How to monitor LKE in Akamai Cloud

Site24x7 monitors your Akamai Cloud Linode Kubernetes Engine (LKE) cluster availability in real time, continuously tracking status and outage events so platform teams can respond to cluster disruptions before workloads and services are impacted.

Use case

Cluster health: The Summary tab shows the status and availability of your LKE clusters in real time, helping the platform and DevOps teams quickly detect when a cluster goes down and start recovery before workloads are affected.

Downtime visibility: Downtime count and duration provide a clear timeline of cluster outages, making it easier to connect issues to deployments, infrastructure changes, or node failures and identify the root cause.

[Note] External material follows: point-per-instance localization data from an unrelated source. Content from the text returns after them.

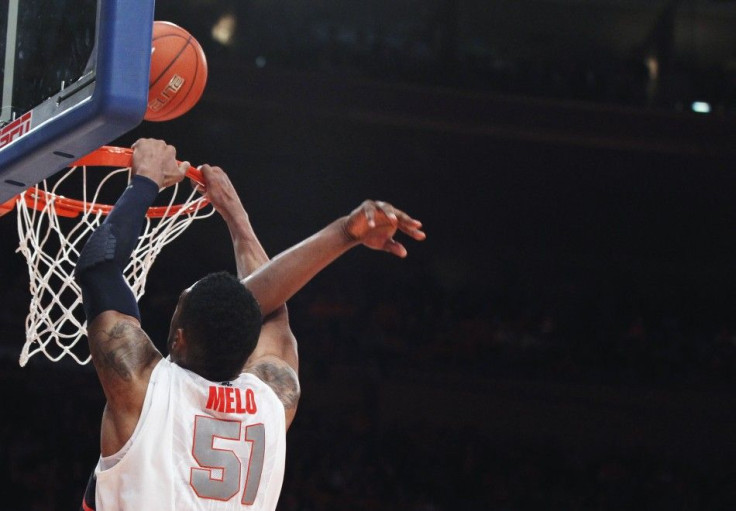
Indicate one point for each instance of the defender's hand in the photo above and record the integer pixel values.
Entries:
(156, 160)
(374, 224)
(220, 191)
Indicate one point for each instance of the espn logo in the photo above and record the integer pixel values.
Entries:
(166, 94)
(15, 129)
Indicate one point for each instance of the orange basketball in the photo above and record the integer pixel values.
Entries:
(178, 72)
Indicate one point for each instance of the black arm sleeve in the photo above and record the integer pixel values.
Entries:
(100, 266)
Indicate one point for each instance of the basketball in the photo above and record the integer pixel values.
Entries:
(178, 72)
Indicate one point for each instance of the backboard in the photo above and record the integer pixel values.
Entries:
(75, 77)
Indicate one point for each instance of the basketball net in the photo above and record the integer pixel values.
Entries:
(52, 231)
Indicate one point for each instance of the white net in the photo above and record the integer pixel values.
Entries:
(51, 244)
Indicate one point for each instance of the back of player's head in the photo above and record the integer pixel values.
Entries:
(221, 321)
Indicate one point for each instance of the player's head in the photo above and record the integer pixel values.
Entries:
(215, 327)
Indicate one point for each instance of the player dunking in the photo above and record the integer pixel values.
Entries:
(206, 427)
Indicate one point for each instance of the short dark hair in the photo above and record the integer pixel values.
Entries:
(222, 321)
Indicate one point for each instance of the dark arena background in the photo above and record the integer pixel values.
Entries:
(566, 336)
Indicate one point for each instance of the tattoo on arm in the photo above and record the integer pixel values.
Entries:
(282, 379)
(121, 350)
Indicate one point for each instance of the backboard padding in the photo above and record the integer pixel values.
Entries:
(108, 100)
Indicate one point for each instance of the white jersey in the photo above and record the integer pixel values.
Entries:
(199, 446)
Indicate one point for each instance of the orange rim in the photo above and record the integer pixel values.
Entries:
(105, 156)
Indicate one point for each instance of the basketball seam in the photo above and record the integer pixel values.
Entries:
(171, 63)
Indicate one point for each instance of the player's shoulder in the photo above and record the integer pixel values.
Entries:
(279, 376)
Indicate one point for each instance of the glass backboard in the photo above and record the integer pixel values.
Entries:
(75, 77)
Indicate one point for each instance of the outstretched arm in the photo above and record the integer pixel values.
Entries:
(373, 224)
(122, 353)
(275, 359)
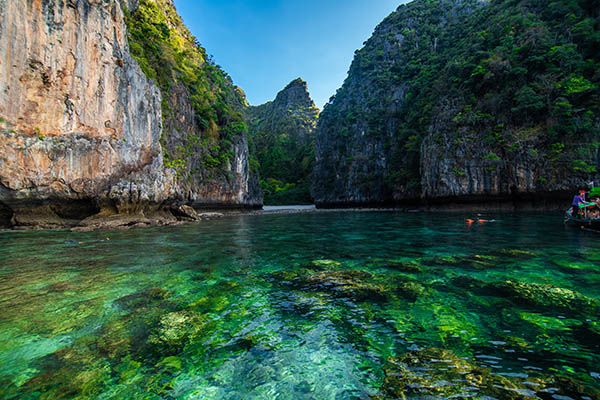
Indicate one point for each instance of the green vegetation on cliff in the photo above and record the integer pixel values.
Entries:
(173, 58)
(484, 84)
(282, 142)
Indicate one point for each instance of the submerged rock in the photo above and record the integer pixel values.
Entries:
(175, 329)
(515, 253)
(546, 296)
(402, 266)
(439, 373)
(352, 284)
(145, 298)
(325, 263)
(411, 290)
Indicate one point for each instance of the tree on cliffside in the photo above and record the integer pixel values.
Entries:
(282, 142)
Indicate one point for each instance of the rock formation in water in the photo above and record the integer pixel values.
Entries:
(282, 140)
(466, 100)
(85, 131)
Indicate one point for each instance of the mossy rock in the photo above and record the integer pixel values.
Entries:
(325, 263)
(442, 261)
(411, 267)
(144, 298)
(516, 253)
(545, 296)
(480, 262)
(351, 284)
(411, 291)
(439, 373)
(175, 329)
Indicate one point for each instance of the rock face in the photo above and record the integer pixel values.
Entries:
(205, 136)
(282, 141)
(448, 100)
(80, 123)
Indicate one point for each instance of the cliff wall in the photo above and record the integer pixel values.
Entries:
(81, 123)
(283, 143)
(466, 100)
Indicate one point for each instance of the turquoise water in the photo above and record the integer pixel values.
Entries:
(320, 305)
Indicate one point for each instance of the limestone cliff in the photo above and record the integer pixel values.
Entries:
(466, 99)
(81, 123)
(282, 142)
(205, 135)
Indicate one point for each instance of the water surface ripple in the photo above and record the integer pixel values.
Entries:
(319, 305)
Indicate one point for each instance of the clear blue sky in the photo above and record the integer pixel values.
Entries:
(265, 44)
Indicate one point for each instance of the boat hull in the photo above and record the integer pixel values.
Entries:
(582, 222)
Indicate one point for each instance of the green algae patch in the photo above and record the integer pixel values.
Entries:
(546, 296)
(408, 266)
(353, 284)
(325, 263)
(243, 313)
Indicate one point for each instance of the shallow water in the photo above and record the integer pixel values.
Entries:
(321, 305)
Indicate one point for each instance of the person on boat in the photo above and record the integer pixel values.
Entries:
(579, 198)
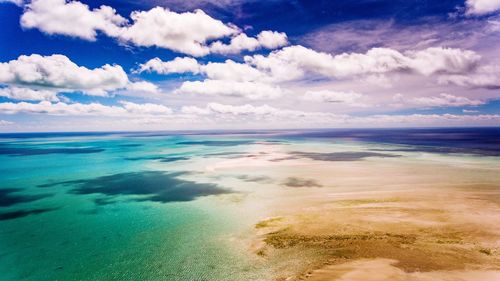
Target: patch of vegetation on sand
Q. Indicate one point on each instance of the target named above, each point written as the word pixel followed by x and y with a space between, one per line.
pixel 355 202
pixel 270 222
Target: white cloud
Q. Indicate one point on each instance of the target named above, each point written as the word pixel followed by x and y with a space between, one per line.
pixel 17 93
pixel 146 108
pixel 58 73
pixel 177 65
pixel 127 109
pixel 445 100
pixel 142 86
pixel 230 70
pixel 327 96
pixel 238 43
pixel 487 76
pixel 469 111
pixel 182 32
pixel 71 18
pixel 187 33
pixel 295 61
pixel 251 90
pixel 16 2
pixel 481 7
pixel 5 122
pixel 267 39
pixel 272 39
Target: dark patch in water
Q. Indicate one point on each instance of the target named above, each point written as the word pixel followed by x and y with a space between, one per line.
pixel 154 185
pixel 161 158
pixel 298 182
pixel 23 213
pixel 173 159
pixel 27 151
pixel 340 156
pixel 216 143
pixel 8 198
pixel 259 179
pixel 130 145
pixel 481 141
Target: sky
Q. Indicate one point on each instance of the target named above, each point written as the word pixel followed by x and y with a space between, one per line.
pixel 248 64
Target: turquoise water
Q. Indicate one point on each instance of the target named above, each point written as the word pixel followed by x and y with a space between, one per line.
pixel 143 206
pixel 68 214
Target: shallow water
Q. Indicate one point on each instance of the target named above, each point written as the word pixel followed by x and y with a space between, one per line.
pixel 142 206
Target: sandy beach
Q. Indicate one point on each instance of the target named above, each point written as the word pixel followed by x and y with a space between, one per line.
pixel 425 217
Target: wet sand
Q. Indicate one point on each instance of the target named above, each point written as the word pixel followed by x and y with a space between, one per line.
pixel 413 218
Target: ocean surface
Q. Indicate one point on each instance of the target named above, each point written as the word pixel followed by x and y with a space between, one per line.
pixel 163 205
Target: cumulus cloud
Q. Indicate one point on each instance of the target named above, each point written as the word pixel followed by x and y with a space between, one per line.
pixel 487 76
pixel 177 65
pixel 187 32
pixel 294 61
pixel 16 2
pixel 78 109
pixel 481 7
pixel 227 70
pixel 71 18
pixel 17 93
pixel 5 122
pixel 327 96
pixel 182 32
pixel 265 39
pixel 58 73
pixel 142 86
pixel 251 90
pixel 445 100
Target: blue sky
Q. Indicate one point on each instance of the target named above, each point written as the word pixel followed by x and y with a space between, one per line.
pixel 232 64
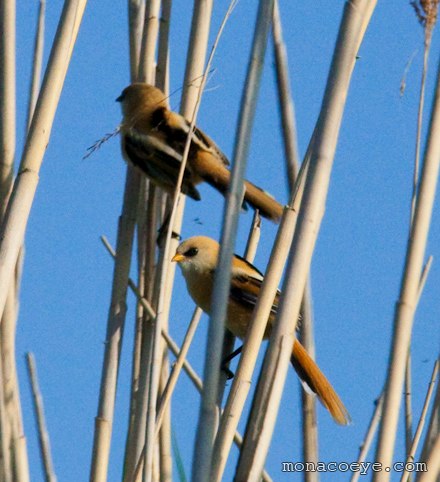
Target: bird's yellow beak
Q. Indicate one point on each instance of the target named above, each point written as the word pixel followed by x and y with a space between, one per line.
pixel 178 257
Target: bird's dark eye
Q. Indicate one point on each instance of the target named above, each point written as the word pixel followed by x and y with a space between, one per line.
pixel 191 252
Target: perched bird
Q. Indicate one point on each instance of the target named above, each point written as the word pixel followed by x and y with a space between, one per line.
pixel 154 137
pixel 197 257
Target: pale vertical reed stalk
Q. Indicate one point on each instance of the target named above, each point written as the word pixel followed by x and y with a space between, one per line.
pixel 253 238
pixel 166 270
pixel 14 224
pixel 17 214
pixel 197 382
pixel 429 24
pixel 7 154
pixel 175 372
pixel 242 379
pixel 136 15
pixel 143 42
pixel 146 240
pixel 369 436
pixel 147 62
pixel 195 379
pixel 285 101
pixel 432 462
pixel 162 81
pixel 165 447
pixel 355 19
pixel 5 459
pixel 411 453
pixel 43 434
pixel 229 338
pixel 117 312
pixel 406 305
pixel 309 422
pixel 408 405
pixel 37 61
pixel 162 69
pixel 427 45
pixel 433 425
pixel 10 313
pixel 7 98
pixel 208 416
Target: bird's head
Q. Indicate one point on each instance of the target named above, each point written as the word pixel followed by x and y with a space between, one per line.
pixel 197 254
pixel 139 97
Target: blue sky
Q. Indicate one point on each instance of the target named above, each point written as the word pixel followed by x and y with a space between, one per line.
pixel 358 260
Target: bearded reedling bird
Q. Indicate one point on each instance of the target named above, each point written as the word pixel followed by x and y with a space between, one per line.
pixel 197 257
pixel 154 137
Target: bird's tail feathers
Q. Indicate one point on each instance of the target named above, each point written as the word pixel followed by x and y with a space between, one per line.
pixel 263 201
pixel 312 376
pixel 219 179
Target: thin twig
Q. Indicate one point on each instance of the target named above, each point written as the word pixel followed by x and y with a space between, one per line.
pixel 420 425
pixel 410 289
pixel 369 436
pixel 265 408
pixel 43 434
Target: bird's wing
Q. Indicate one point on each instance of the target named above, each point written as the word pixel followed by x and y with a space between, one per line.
pixel 158 160
pixel 246 284
pixel 176 128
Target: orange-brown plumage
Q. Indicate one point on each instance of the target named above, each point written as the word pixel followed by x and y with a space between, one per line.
pixel 154 137
pixel 197 258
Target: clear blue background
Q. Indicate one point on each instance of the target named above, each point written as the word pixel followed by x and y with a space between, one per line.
pixel 359 255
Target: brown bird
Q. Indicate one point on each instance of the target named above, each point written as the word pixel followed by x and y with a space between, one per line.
pixel 197 257
pixel 154 137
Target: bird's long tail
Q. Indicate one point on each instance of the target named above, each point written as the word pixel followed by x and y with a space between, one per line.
pixel 310 373
pixel 219 177
pixel 261 200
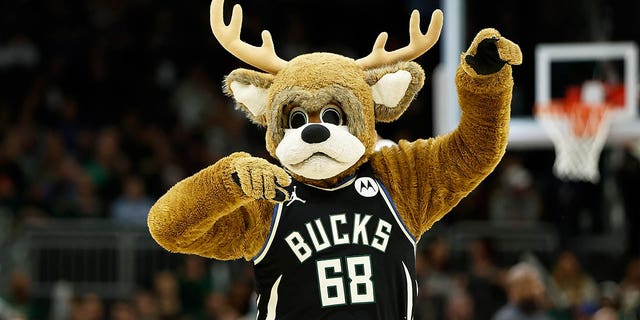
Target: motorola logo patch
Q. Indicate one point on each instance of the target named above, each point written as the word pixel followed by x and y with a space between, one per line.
pixel 366 187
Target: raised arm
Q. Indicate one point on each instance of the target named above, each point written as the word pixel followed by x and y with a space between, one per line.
pixel 431 176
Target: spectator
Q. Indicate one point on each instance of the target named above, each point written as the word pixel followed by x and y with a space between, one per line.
pixel 570 287
pixel 166 290
pixel 195 284
pixel 526 295
pixel 436 282
pixel 630 288
pixel 460 306
pixel 605 313
pixel 132 206
pixel 485 278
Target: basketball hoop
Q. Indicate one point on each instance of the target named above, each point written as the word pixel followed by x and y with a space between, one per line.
pixel 578 131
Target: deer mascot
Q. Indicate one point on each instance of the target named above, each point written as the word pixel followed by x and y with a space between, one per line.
pixel 332 230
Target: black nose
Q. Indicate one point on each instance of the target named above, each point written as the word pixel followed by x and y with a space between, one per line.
pixel 315 133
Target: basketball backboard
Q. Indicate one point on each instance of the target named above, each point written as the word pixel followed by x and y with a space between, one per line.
pixel 525 131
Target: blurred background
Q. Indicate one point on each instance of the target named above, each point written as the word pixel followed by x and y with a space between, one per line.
pixel 105 104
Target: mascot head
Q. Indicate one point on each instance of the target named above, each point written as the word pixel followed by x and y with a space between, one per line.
pixel 320 109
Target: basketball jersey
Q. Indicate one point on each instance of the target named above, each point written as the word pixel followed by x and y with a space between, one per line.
pixel 340 253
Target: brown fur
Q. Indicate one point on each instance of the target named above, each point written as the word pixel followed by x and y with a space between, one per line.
pixel 210 215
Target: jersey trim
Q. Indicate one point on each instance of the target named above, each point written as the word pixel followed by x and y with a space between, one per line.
pixel 272 305
pixel 275 220
pixel 409 292
pixel 396 215
pixel 347 182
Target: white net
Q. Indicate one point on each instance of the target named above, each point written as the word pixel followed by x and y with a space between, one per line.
pixel 577 153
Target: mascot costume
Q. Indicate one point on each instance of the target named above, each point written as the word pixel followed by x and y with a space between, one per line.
pixel 332 230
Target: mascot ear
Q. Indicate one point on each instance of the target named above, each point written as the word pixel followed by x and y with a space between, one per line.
pixel 249 89
pixel 393 88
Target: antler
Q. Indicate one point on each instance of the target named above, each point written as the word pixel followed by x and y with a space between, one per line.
pixel 418 44
pixel 263 57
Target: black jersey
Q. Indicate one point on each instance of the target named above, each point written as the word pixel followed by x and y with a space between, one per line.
pixel 340 253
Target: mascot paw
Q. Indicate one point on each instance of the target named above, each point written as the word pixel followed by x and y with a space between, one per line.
pixel 261 179
pixel 489 52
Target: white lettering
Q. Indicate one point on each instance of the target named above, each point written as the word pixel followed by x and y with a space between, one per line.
pixel 325 240
pixel 381 238
pixel 344 238
pixel 299 247
pixel 360 230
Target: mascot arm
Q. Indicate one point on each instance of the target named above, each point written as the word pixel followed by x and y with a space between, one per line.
pixel 208 214
pixel 427 178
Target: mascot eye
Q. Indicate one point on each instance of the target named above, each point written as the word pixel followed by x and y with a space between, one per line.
pixel 331 114
pixel 297 118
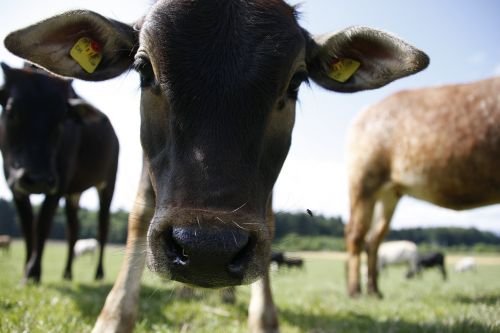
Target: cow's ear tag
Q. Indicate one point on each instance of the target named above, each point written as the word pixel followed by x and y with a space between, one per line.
pixel 342 69
pixel 87 53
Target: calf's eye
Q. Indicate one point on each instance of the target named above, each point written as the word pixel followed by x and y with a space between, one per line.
pixel 143 66
pixel 294 85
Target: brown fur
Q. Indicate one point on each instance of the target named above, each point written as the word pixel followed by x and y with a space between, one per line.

SLA assurance: Availability data over any selected period helps teams assess whether cluster uptime meets reliability expectations, providing clear insights for internal SLA tracking and performance reviews.

Setup and configuration

LKE resources are auto-discovered and monitored during the Akamai integration. To enable monitoring, follow the steps below:

Navigate to Cloud > Akamai > Add Akamai Cloud Monitor. Follow the steps to add an Akamai monitor.
While adding or editing an Akamai monitor, select LKE from the Service/Resource Types drop-down and click Save.
Go to Cloud > Akamai Cloud, select the created Akamai monitor, and then click LKE.

Note

LKE will be discovered during the next discovery cycle as per the discovery frequency you selected during Akamai monitor creation.

Data collection frequency

Based on the configured poll interval, performance metrics of your Akamai LKE are collected every five minutes and are updated in the Site24x7 portal every five minutes by default.

Supported metrics

Summary

The Summary tab tracks the overall availability status of each LKE cluster along with downtime incidents, downtime duration, and SLA compliance, giving your team an at-a-glance picture of whether your Kubernetes control plane and associated services are running without interruption.

For teams running production containerized workloads, this availability data is the first signal to act on when a cluster becomes unresponsive or enters a degraded state.